Translational proteomics has not been as successful as originally anticipated. Because mass spectrometry (MS) can separate
proteins at the sequence level, it provides the selectivity needed for this application; however, traditional challenges still
exist, including time-to-result, throughput, and sample-size requirements. For analytical validation and verification purposes,
sample preparation times must be reduced from days to hours. Scientists recently coupled a previously developed immunoaffinity
enrichment method to selected reaction monitoring (SRM) MS. The MS immunoassay–SRM method combines liquid chromatography–tandem
mass spectrometry (LC–MS-MS) for target identification, a microscale immunoaffinity capture method for enrichment, and subsequent
SRM analysis. Using the MS immunoassay–SRM workflow, a standard high-throughput method for developing targeted biomarker identification
of proteins in human plasma and serum for clinical research was developed.
Mass spectrometry (MS)-driven proteomics has made progress in the identification and quantification of disease biomarkers,
including C-reactive protein as an indicator for myocardial infarction and prostate-specific antigen (PSA) for prostate cancer.
Despite these and other successes, translational proteomics, which is defined as the translation of biomarker discovery to routine analysis, has not been nearly as successful as originally
anticipated because comprehensive proteomic analysis of plasma, serum, and other biological fluids has proved exceedingly
challenging. The "look alike" nature of molecular isoforms, the enormous dynamic range of protein concentrations of potential
interest (>10 orders of magnitude in blood plasma), and the fact that molecules of interest are often in low abundance have
all slowed the progress of biomarker hunters across the globe.

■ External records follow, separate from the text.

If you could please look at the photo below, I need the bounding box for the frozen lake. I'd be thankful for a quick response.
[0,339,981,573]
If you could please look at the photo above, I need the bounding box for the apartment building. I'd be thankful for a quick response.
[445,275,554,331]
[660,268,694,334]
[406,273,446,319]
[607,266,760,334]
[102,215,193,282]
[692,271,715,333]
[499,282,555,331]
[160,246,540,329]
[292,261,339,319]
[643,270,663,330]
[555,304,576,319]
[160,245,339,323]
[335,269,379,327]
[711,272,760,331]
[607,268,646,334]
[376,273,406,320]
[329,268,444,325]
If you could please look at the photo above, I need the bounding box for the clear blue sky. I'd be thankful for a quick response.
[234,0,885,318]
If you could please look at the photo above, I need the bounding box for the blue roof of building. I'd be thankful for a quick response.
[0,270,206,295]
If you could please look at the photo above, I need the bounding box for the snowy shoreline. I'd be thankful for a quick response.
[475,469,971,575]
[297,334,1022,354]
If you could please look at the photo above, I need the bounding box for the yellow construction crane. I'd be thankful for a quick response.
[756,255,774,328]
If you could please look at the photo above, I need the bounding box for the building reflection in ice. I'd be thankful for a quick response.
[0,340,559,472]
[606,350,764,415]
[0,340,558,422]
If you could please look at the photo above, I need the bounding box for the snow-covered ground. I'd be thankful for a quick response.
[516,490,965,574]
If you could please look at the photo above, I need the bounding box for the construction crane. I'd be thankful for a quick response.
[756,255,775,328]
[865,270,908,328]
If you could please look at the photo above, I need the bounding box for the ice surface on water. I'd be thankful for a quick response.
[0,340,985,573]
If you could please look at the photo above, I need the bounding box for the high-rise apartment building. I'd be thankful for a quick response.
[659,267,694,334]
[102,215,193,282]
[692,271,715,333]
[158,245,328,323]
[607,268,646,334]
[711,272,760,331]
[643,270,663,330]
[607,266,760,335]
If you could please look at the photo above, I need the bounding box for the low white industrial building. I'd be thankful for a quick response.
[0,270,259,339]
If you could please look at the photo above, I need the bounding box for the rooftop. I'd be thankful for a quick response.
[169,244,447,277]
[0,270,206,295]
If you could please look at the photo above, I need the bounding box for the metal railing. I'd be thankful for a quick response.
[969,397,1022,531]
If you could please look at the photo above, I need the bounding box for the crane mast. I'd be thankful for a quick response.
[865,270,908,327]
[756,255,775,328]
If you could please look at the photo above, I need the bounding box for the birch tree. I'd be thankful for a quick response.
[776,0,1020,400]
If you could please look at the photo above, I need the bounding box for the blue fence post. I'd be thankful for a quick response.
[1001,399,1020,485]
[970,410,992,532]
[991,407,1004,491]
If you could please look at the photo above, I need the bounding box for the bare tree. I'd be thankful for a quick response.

One example of the challenge presented by protein analyte isoforms is demonstrated by the need to distinguish between full-length
parathyroid hormone (PTH) 1-84 and multiple N-terminally truncated PTH variants. The differences between these isoforms are
critical to accurate diagnosis of endocrine and osteological diseases (1). Similarly, in clinical testing, PSA typically presents
in truncated and modified isoforms, making precise detection and quantification difficult which contributes to a high false-positive
From a processing point of view, binding protein detachment and the high dynamic range of samples have hampered assays
for insulin-like growth factor 1 (IGF-1), a marker for growth-related illness that is important in cell proliferation, differentiation,
apoptosis, and tissue growth from a research point of view (3).

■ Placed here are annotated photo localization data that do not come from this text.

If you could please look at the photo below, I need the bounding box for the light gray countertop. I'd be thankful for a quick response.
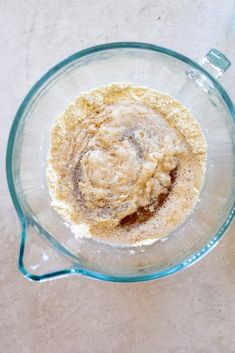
[0,1,235,352]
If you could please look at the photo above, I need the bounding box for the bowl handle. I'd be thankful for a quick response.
[177,49,232,100]
[199,49,231,79]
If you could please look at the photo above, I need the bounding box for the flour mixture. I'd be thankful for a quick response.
[47,84,206,244]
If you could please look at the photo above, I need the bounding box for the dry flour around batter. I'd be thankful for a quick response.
[47,83,206,245]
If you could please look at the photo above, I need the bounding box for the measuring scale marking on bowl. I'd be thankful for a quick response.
[6,43,235,282]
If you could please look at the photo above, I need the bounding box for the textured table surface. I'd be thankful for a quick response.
[1,1,235,352]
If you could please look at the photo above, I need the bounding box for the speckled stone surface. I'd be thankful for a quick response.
[0,1,235,352]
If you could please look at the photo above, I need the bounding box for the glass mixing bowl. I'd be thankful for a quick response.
[6,42,235,282]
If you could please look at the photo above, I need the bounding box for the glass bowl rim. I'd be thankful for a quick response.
[6,41,235,282]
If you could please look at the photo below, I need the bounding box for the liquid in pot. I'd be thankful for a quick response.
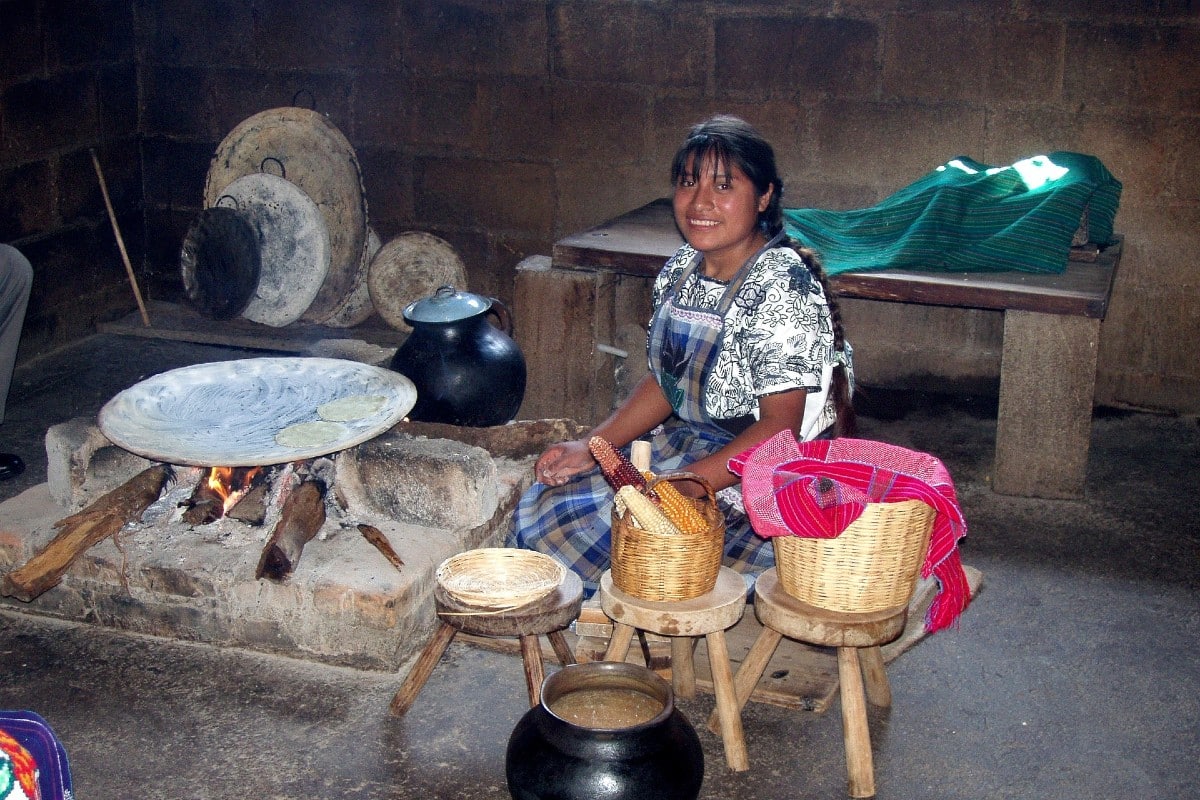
[549,688,664,729]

To add to these challenges, verification and population-scale biomarker validation require the analysis of hundreds or even
thousands of high-quality samples. Sample collection and storage must use standard protocols to reduce potential variations
attributable to endogenous enzymes or sample contamination. Verification and validation studies require multiple control groups
and subjects in disease subcategories — all gathered over the course of disease progression. The analysis of many samples
is required to distinguish normal human genetic heterogeneity and heterogeneity attributable to disease. High-throughput detection
methods are essential to achieving statistical confidence in the accurate identification of molecules of interest (4).